[Date Prev][Date Next][Thread Prev][Thread Next][Date Index][Thread Index]

Re: [netcdfgroup] legal NetCDF variable names



Hi Dave,

> May I request that Netcdf names beginning with a digit be handled as
> a special exception, requiring some kind of permission mode to be
> set before the API will allow these variables to be created?  In
> this way the default behavior for most users would be the same as in
> previous versions.
> 
> I think it is generally desirable to have Netcdf names follow the 
> same rigor and restrictions as variable names in common programming 
> languages.  Indeed Fortran, NCL, C/C++, Grads, and one or more 
> Netcdf conventions all require the first character alphabetic or 
> sometimes underscore.  The original authors of the Netcdf specs had 
> something like this in mind when they formalized this restriction.

You're right that our intent was to provide easy mappings between netCDF
variables and variables in programming languages.  However, there are
also good reasons to support use of names such as "4LFTX" for a 4-layer
lifted index and "5WAVH" for a 5-wave potential height.  These come
directly from a well-known table of model output parameter names, and
they have apparently been in use for some time in netCDF archives,
although we didn't realize this.

After the recent release that returned an error when asked to create
such names, we also heard from another user who wrote:

  ... This breaks our application, which uses variable names that are
  completely numeric. This is partly for historical reasons, partly
  because numbers aren't language-specific (they are mapped to a
  language-specific string when they are displayed), and partly
  because it allows us to create more performant and space-efficient
  indices using integers (we have a lot of index information!).

The C-based netCDF libraries have always supported reading netCDF data
with arbitrary names.  On defining names in a new dataset, the libraries
have enforced restrictions on names.  The absence of a check on creating
names beginning with a number ("numeric names" for short) was
inadvertent.  We didn't realize enforcing this restriction in the new
software would cause problems, but now that we know there are
operational data collections that make use of numeric names, we have to
consider our commitment to backward compatibility:

  
http://www.unidata.ucar.edu/software/netcdf/workshops/2007/netcdf4/Compatibility.html

The problem of mapping numeric names to variable names in C and
Fortran has a fairly simple solution, for example mapping the name
"4LFTX" to the variable name "DIGIT_4_LFTX" in the C or Fortran
programs generated by ncgen from CDL input.

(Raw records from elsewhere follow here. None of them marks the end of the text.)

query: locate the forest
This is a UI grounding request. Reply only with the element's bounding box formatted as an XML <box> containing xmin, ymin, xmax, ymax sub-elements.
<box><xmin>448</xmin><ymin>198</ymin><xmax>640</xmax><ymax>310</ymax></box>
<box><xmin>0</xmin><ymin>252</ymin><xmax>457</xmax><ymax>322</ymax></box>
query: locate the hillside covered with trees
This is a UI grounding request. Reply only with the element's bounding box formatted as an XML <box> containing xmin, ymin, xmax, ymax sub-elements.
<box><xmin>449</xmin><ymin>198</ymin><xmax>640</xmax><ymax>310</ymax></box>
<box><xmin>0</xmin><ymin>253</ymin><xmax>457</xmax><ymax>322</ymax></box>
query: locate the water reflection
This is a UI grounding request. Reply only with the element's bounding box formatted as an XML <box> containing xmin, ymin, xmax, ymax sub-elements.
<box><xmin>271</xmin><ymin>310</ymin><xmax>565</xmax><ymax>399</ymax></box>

The ncdump utility can display numeric names by escaping the first
character, so that ncgen can parse the resulting CDL and easily
distinguish names from numbers.  For example, when ncgen sees

  variables:
    float \4LFTX(time, level, lat, lon) ;

it will interpret this as a declaration for a variable named "4LFTX".
This CDL support is already implemented and will be in the next daily
snapshot release.

> Now I think the alpha restriction is important in practice for 
> several diffuse reasons.  Primarily, it will reduce compatibility 
> problems over time between producers and consumers of Netcdf data, 
> because of conventions.  Also, it's common practice to copy variable 
> names between files and program code, aiding clarity.  Also, the 
> occurrence of non-letters at the start of a name can be helpful as 
> an early warning of malfunctions.

The role of conventions is important.  The CF Conventions, for
example, still require that variable, dimension, and attribute names
begin with a letter or "_", so numeric names technically should not be
used in data for which CF compliance is important.  In practice some
software that requires CF-compliant data may work fine with numeric
names, because the netCDF libraries don't check name syntax when
reading.

A larger change that has elicited few comments but that is relevant to
this issue is the addition of support for Unicode names in the most
recent release.  The first character of a name does not have to be in
the US-ASCII character set.  It can also be a non-ASCII Unicode
character, like the rest of the characters in a name, to permit data
to be more self-describing in contexts that use other alphabets.

This is relevant because Unicode actually includes duplicate encodings
of numerals within several other code blocks.  Trying to extend rules
for ASCII names to cover Unicode characters is complicated enough that
we opted to allow any legal non-ASCII Unicode characters (UTF-8 encoded)
in names, in addition to the rules for ASCII characters.  The ncdump and
ncgen utilities in the most recent netCDF releases handle UTF-8 Unicode
in names.

 ...
> I see this as a small amount of work now to save more in distributed 
> problems later.  Thanks for your consideration.

You may be right, we may be opening a can of worms by extending the
character set and loosening the rules for netCDF names.

Applications and archives need not support the new character sets or
names.  If you avoid use of numeric names or non-ASCII Unicode
characters in names, previous versions of ncgen should continue to
work with your data.  If you specify that your applications or
archives require CF-compliant netCDF, for example, you should not
encounter problems allowed by the new looser rules for names.
Postel's principal that you should "be liberal in what you accept and
conservative in what you send" applies here, as a guide for
application developers and data providers, respectively.

We will continue to try to maintain backward compatibility while
supporting current users, existing data archives, and new standards
and technologies.  As always, we welcome your feedback.

--Russ